The forward propagation function:

        self.batch_size = input_seq.size(0)
        
        # Embeddings shapes
        # Input: (batch_size,  seq_length)
        # Output: (batch_size, seq_length, embedding_dim)
        emb_out = self.embedding(input_seq)
        emb_out = self.dropout(emb_out)
        
        # Pack padded batch of sequences for RNN module
        packed_emb = nn.utils.rnn.pack_padded_sequence(emb_out, input_lengths, batch_first=True)
                
        # GRU input/output shapes, if batch_first=True
        # Input: (batch_size, seq_len, embedding_dim)
        # Output: (batch_size, seq_len, hidden_size*num_directions)
        # Number of directions = 2 when used bidirectional, otherwise 1
        # shape of hidden: (n_layers x num_directions, batch_size, hidden_size)
        # Hidden state defaults to zero if not provided
        gru_out, hidden = self.gru(packed_emb, hidden)
        # gru_out: tensor containing the output features h_t from the last layer of the GRU
        # gru_out comprises all the hidden states in the last layer ("last" depth-wise, not time-wise)
        # For biGRu gru_out is the concatenation of a forward GRU representation and a backward GRU representation
        # hidden (h_n) comprises the hidden states after the last timestep
        
        # Pad a packed batch
        # Output: (batch_size, seq_len, hidden_size*num_directions)
        gru_out, _ = nn.utils.rnn.pad_packed_sequence(gru_out, batch_first=True)
        
        # Select the maximum value over each dimension of the hidden representation (max pooling)
        # Permute the input tensor to dimensions: (batch_size, hidden*num_directions, seq_len)
        # Output dimensions: (batch_size, hidden_size*num_directions)
        max_pool = F.adaptive_max_pool1d(gru_out.permute(0,2,1), (1,)).view(self.batch_size,-1)
        
        # Consider the average of the representations (mean pooling)
        # Sum along the batch axis and divide by the corresponding lengths (FloatTensor)
        # Output shape: (batch_size, hidden_size*num_directions)
        avg_pool = torch.sum(gru_out, dim=1) / input_lengths.view(-1,1).type(torch.FloatTensor) 

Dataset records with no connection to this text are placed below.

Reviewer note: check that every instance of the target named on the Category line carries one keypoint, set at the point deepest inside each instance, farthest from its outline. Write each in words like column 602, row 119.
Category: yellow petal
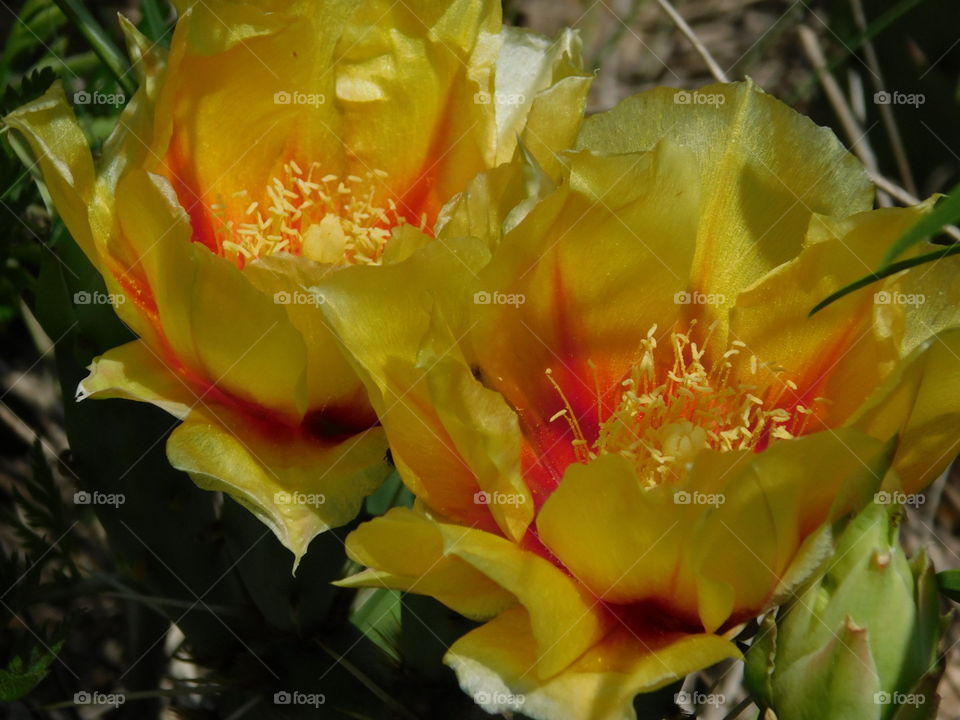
column 541, row 92
column 406, row 552
column 765, row 170
column 296, row 285
column 297, row 484
column 622, row 541
column 60, row 148
column 494, row 665
column 298, row 487
column 227, row 334
column 547, row 333
column 918, row 404
column 745, row 545
column 134, row 372
column 844, row 351
column 565, row 620
column 385, row 349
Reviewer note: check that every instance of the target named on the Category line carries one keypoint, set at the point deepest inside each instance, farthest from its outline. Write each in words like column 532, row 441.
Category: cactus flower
column 625, row 435
column 275, row 143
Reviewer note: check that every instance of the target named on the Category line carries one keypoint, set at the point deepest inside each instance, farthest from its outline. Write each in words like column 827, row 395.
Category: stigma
column 679, row 398
column 303, row 212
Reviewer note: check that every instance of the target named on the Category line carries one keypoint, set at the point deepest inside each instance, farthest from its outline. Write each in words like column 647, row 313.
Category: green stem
column 101, row 43
column 887, row 272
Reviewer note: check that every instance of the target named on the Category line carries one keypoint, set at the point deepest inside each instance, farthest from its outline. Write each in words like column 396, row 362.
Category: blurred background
column 189, row 622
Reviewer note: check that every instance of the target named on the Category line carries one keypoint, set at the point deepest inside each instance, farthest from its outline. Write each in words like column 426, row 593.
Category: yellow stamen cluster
column 676, row 402
column 321, row 217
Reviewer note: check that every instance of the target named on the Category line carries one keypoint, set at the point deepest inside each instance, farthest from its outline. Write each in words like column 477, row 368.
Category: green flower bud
column 861, row 641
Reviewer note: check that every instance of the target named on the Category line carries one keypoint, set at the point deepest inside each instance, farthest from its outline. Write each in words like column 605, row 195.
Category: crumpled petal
column 495, row 662
column 297, row 486
column 764, row 171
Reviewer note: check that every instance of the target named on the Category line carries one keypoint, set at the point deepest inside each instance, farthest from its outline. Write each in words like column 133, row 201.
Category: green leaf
column 887, row 272
column 948, row 581
column 946, row 212
column 100, row 41
column 19, row 677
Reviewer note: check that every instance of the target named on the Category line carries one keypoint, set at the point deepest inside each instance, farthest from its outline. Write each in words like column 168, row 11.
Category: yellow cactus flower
column 625, row 435
column 274, row 143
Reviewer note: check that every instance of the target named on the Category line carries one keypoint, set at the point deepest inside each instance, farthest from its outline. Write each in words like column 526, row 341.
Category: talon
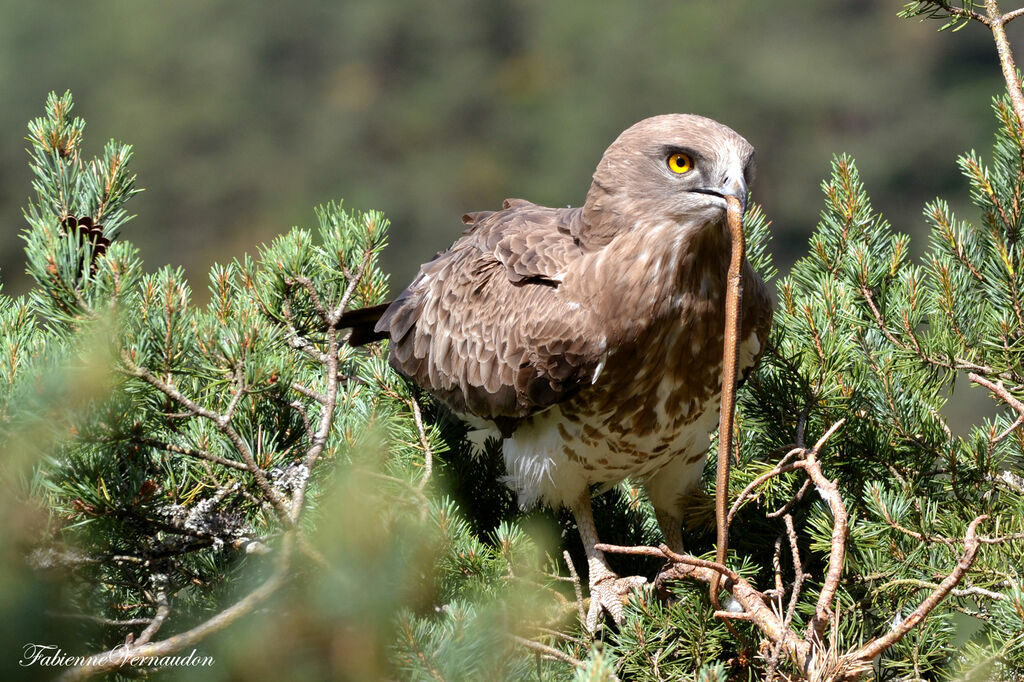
column 607, row 596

        # Concatenate max_pooling, avg_pooling and last hidden state tensors
        concat_out = torch.cat([hidden[-1], max_pool, avg_pool], dim=1)

        concat_out = self.dropout(concat_out)
        out = self.linear(concat_out)
        return F.log_softmax(out, dim=-1)

What is the bast way to use hidden representation and hidden state of GRU?

In the preceding implementation I pass gru_out with the shape of (batch_size, seq_len, hidden_size * num_directions) to the F.adaptive_max_pool1d that returns (batch_size, hidden_size * num_directions). I am wondering if it is better to firstly sum the gru_out:

gru_out = (gru_out[:, :, :self.hidden_size] + gru_out[:, :, self.hidden_size:])

Doing this I can reduce the number of input dimensions in self.linear.

What about when the number of layers is equal 2, or more? Should I sum gru_out as above and then sum hidden along n_layers x num_directions, or simply use hidden[-1] but that cause that we get rid of first dimension, so some information will be lost, I guess.

I am not sure at which step, and what I should sum or concatenate to make this properly.

Any advices would be appreciated.

vdw · October 12, 2019, 2:01am

If you’re interested in the last hidden state, i.e., the hidden state after the last time step, I wouldn’t bother with gru_out and simply use hidden (w.r.t. to your examples). According to the docs:

hidden.shape = (num_layers*num_directions, batch, hidden_size)
layers can be separated using h_n.view(num_layers, num_directions, batch, hidden_size)

So you shouldn’t simply do hidden[-1] but first do a view() to separate the num_layers and num_directions (1 or 2). If you do

hidden = hidden.view(num_layers, 2, batch, hidden_size) # 2 for bidirectional
last_hidden = hidden[-1]

then last_hidden.shape = (2, batch, hidden_size) and you can do

last_hidden_fwd = last_hidden[0]
last_hidden_bwd = last_hidden[1]

If you want to sum them up or concatenate them is up to you. You can also have a look at this related post.